C’è chi inizierebbe all’alba e chi finirebbe a mezzanotte, chi “il weekend è sacro” e chi potendo renderebbe festivo il lunedì. C’è chi ha famiglia, chi ha figli e chi non ingrana una storia dall’85, chi chiude il pc e si spara l’aperitivo in Brera e chi va via di fretta perché se perde la coincidenza rischia lo stupro a Rogoredo.

In secondo luogo perché i giorni dell’anno non sono tutti uguali. Ci sono periodi in cui otto ore non basterebbero nemmeno se ti duplicassi per gemmazione, come ci sono periodi in cui riesci persino a portarti avanti con qualche scadenza e in sei-sette ore effettive te la cavi.

Ci sono giorni in cui hai riunioni, incontri e lavori in team, come ci sono giorni in cui sei totalmente autonomo e anzi meno ti rompono i coglioni e prima finisci.

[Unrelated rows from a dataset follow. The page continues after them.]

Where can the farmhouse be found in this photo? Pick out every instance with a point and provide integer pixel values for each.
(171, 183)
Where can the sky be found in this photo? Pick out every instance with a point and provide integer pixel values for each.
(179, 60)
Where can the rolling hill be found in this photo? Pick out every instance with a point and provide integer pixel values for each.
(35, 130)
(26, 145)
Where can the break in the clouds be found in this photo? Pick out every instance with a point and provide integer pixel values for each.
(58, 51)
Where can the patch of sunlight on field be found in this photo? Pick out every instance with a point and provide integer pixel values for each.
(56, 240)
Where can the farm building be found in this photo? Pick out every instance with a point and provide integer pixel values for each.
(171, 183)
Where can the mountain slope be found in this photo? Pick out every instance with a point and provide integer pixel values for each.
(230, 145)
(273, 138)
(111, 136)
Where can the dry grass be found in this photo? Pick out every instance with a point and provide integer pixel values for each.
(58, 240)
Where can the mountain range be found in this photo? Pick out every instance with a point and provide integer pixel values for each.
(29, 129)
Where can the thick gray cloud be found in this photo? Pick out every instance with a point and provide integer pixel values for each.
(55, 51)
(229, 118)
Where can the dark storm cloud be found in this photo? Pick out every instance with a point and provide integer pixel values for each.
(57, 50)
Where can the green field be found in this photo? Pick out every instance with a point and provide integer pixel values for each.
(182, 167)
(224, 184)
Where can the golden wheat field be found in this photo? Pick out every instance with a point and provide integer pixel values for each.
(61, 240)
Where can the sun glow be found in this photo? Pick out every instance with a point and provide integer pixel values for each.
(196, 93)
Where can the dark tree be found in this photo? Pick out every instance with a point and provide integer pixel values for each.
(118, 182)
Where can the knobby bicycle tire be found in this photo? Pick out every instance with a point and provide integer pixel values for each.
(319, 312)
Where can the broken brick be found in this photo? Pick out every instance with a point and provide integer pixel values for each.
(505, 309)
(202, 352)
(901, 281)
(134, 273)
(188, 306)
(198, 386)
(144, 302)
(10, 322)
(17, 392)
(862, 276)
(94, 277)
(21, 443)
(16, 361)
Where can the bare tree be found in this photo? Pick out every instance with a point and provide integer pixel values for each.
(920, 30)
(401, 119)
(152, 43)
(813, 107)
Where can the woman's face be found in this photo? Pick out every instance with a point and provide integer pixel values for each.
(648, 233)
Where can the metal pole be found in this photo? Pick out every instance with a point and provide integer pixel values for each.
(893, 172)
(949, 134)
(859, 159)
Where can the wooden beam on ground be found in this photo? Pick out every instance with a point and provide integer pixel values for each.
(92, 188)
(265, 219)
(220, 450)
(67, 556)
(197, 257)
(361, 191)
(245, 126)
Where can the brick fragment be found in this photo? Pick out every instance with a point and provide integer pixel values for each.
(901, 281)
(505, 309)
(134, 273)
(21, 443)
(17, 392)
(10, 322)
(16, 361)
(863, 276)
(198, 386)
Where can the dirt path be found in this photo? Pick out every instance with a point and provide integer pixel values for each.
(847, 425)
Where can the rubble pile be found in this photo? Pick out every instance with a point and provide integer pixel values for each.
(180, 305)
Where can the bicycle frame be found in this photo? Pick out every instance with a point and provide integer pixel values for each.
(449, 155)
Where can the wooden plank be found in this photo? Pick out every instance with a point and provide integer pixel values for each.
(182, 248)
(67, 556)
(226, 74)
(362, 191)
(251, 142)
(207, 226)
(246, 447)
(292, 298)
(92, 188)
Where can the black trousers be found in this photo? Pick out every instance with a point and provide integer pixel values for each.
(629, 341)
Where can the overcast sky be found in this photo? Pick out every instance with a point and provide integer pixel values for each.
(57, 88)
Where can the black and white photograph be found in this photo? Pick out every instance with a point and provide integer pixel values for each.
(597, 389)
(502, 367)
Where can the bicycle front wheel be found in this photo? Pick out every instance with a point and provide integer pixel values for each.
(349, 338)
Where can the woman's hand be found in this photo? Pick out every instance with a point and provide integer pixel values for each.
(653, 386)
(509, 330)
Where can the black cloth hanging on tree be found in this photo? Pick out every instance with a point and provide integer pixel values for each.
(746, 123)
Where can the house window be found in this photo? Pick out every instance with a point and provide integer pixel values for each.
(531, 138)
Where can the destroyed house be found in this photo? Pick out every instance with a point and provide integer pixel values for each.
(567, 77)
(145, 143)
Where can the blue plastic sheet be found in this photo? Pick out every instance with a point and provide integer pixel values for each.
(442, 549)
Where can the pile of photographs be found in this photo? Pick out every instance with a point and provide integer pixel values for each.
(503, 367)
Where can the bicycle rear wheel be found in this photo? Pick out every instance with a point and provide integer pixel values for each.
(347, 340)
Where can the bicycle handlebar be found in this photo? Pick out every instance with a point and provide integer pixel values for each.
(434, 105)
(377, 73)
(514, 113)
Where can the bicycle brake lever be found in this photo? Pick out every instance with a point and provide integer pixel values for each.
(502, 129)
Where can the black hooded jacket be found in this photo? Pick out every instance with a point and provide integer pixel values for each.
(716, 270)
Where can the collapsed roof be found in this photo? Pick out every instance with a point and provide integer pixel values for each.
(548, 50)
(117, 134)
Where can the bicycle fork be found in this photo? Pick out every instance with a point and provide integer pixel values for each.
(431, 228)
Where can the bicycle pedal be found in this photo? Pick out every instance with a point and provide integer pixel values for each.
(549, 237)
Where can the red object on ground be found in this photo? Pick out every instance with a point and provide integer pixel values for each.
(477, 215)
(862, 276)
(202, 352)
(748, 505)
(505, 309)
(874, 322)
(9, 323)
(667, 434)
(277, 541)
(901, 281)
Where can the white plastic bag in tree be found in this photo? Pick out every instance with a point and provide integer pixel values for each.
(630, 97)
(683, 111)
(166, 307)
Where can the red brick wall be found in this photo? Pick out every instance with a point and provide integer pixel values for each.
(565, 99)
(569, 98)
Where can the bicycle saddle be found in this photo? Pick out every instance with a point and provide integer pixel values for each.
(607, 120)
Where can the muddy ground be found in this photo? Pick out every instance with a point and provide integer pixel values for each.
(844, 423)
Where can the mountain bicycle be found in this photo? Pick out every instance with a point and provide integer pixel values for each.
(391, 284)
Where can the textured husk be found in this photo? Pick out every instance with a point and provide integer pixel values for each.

Ci sono periodi in cui il sole splende, l’oroscopo ti arride e tutto funziona, ci sono periodi in cui diluvia per settimane, hai saturno contro e problemi personali più o meno risolvibili.

Ora, chiedo: com’è razionalmente possibile ingabbiare inclinazioni, tempistiche, necessità, esigenze personali e professionali tanto eterogenee, per non dire diametralmente opposte, in un unico grande schema standardizzato, senza tenere minimamente in conto l’impatto incredibilmente diverso che questo ha sulla vita di ciascun essere umano?

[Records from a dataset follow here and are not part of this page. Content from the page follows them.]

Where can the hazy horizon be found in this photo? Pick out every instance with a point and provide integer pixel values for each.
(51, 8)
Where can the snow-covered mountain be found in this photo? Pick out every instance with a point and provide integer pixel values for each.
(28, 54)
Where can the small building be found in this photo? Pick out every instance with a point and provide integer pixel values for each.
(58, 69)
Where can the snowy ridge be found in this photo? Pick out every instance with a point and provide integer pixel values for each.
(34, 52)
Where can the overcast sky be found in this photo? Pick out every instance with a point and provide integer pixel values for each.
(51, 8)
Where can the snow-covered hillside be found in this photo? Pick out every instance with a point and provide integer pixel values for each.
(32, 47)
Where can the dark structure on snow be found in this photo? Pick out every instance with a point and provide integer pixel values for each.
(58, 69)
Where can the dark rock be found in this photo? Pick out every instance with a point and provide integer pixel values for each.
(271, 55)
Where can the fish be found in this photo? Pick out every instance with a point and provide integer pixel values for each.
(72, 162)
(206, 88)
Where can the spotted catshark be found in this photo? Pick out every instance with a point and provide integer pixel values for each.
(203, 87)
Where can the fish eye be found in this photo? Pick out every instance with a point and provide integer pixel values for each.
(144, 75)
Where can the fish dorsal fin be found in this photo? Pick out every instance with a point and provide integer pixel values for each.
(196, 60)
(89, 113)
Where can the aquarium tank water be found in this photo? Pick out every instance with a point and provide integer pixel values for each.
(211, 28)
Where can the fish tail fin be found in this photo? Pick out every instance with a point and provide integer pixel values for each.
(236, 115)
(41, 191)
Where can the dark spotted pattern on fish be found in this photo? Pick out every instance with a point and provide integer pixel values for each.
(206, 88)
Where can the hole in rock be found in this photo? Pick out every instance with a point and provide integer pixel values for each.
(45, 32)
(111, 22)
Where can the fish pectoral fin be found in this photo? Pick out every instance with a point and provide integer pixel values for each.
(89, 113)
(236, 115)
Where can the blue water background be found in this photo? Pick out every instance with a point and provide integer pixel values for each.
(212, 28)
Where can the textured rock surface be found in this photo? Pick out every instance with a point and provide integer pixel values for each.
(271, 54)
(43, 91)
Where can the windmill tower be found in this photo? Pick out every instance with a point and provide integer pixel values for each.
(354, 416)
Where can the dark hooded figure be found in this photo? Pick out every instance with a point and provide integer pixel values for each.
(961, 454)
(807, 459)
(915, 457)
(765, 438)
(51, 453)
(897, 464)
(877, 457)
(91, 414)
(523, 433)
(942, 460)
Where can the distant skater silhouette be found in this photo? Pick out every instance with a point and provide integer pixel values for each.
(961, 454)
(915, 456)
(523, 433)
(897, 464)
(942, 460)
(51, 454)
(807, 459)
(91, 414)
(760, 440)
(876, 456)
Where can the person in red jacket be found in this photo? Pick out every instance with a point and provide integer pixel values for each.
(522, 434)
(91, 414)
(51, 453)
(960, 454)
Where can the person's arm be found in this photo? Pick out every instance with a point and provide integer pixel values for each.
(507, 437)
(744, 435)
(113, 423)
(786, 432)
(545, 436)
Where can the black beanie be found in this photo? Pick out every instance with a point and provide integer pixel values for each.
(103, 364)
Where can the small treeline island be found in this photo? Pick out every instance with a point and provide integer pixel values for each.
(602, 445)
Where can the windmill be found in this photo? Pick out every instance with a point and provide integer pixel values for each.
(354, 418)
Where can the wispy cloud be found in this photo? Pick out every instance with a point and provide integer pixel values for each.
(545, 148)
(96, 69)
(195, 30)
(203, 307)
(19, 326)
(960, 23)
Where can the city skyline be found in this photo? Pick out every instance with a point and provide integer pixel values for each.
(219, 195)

Al di là di inutili sentimentalismi, come si fa a non rendersi conto che non sia per nulla efficiente?

A non capire che è tutto un grande circolo pseudo-virtuoso, in cui il lavoro influenza enormemente la qualità di vita di una persona e in cui la qualità di vita di una persona incide enormemente sulla sua resa professionale?

Avete presente in quanti e quali modi un individuo potrebbe arricchire le proprie giornate, dedicando tempo a se stesso, a un genitore, un amico, un cane, un fidanzato, una pianta, un figlio, uno sconosciuto, Netflix, imparando cose nuove o semplicemente rilassandosi, coltivando interessi – aulici o beceri che siano – che le ricordino che non è solo ciò per cui viene pagata il 27 del mese, che non tutto il suo tempo è definito da altri, che non è un marine del sergente Hartman né un triste stampo nella Golconda di Magritte?

Dico tutto questo perché questo periodo, su di me, ha avuto un forte impatto migliorativo: leggo tanto, mi tengo informata su temi di attualità, economia e politica che altrimenti non avrei tempo di approfondire, dormo un’ora e mezza in più, faccio tutti i giorni un po’ di attività fisica, sto approcciando lo yoga, imparando a suonare il pianoforte, riscoprendo la cinematografia italiana.

Cucinare no, cucina sempre lui che è molto più bravo. E dirò qualcosa di impopolare: l’idea di tornare alla vita di prima un po’ mi mette tristezza, perché quasi certamente non potrò più fare tutto quello che in questo periodo ho scoperto di voler fare. E che mi sta facendo bene.

Temo che nemmeno l’aver dimostrato di poter lavorare “smart” durante una pandemia mondiale sia sufficiente a sbloccare la mentalità molto italiana e molto anni ’70 secondo cui 40 ore sono il prodotto soltanto di 8×5 e l’autonoma gestione del carico di lavoro equivale a cazzeggio incontrollato. Temo.

Quindi no, non ne usciremo migliori. Soprattutto perché, come in una relazione finita male, di questo periodo ricorderemo tutto, tranne ciò che ci ha insegnato.